Senator Coburn ethanol remarks stir controversy

NCGA First Vice President Garry Niemeyer,
National Corn Growers Association

For years, there has been discontent with ethanol policy and it finally came to a head in the Senate this week with Sen. Tom Coburn of Oklahoma proposing to eliminate the Volumetric Ethanol Excise Tax Credit. Now this comes at a very interesting time in our society, when we are facing rapidly rising energy costs and a senator from an oil state making the proposal.

Who would invest in any new energy venture with this type of attitude in our Senate? We have not built a nuclear power plant in over 30 years, coal fired power plants are not acceptable, drilling for oil in the Gulf and elsewhere has been curtailed in many locations due to environmental laws. Given this scenario it critical that we make development of domestic energy a priority in all its forms. Alternative energy like ethanol is fundamental to avoiding an increased dependence on foreign oil.
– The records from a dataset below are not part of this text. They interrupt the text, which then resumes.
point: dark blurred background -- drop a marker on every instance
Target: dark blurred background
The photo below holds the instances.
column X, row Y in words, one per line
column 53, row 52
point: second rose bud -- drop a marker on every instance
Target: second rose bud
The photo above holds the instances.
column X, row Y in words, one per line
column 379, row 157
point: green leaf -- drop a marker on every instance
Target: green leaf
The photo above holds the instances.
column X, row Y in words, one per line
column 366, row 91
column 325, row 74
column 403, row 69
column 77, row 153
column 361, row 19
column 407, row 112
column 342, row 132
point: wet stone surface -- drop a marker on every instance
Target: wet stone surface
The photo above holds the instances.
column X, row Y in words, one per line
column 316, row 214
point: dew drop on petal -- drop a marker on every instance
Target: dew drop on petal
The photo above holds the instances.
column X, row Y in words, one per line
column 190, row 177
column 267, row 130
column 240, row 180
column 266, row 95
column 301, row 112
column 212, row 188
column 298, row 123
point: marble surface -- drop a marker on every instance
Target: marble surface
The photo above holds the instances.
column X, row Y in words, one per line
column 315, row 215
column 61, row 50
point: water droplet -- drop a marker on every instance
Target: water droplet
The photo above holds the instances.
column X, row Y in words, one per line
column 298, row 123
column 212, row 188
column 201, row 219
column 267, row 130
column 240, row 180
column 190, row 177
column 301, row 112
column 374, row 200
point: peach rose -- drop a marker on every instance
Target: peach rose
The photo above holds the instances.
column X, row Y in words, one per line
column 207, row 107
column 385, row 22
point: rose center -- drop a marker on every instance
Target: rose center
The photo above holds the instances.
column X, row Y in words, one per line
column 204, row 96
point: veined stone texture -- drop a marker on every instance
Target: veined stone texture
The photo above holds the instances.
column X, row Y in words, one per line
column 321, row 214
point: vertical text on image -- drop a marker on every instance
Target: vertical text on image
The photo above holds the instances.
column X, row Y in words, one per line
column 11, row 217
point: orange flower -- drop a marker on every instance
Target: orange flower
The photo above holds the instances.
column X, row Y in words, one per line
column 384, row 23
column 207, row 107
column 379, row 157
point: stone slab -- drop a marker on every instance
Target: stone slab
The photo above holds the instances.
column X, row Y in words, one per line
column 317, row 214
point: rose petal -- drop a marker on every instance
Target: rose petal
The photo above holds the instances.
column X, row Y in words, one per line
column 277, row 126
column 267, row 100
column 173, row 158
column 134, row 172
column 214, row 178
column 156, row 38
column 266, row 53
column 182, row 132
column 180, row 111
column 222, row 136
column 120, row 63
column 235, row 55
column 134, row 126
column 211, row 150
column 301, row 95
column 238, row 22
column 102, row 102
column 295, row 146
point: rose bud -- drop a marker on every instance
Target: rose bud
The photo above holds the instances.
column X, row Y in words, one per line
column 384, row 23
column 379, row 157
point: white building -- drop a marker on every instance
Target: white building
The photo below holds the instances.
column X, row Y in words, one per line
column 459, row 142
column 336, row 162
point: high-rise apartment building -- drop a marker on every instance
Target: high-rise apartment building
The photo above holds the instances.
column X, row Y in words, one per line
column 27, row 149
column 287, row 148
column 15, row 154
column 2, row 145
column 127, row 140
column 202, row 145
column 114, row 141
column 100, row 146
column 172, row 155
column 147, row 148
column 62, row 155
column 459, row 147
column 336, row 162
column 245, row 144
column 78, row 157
After observing several countries in Northern Africa to Saudi Arabia in social conflict, why would a U.S. senator want to make us more dependent than we currently are, at over 60 percent?

Sen. Coburn’s need to reduce the federal budget may be the excuse he is using to promote his ideas, but let’s look into that budget discussion for a second. Currently, we are spending $4 billion more than we take in on a daily basis. If the total $5.6 billion VEETC were eliminated, that would erase a little over one day’s worth of our budget deficit here in the United States.

Now, I am not sure, but cutting off your nose to spite your face seems a little overreaching and not appropriate. So, Senator, how are you going to resolve the other $1.595 trillion and bring the budget back in line? One could argue that Sen. Coburn, now in his second term in the Senate, is more responsible for our US economic problems than ethanol is.

Cooler heads need to prevail and understand that there are no perfect forms of energy and we do not live in a perfect world. We are going to have to work together to reduce the costs of all forms of energy to resolve our two problems, lack of domestic energy and elimination of all subsidies on all forms of energy on an even basis.

If Sen. Coburn is willing to be known as the senator who made us more dependent on foreign oil, he should rethink where he is taking this country.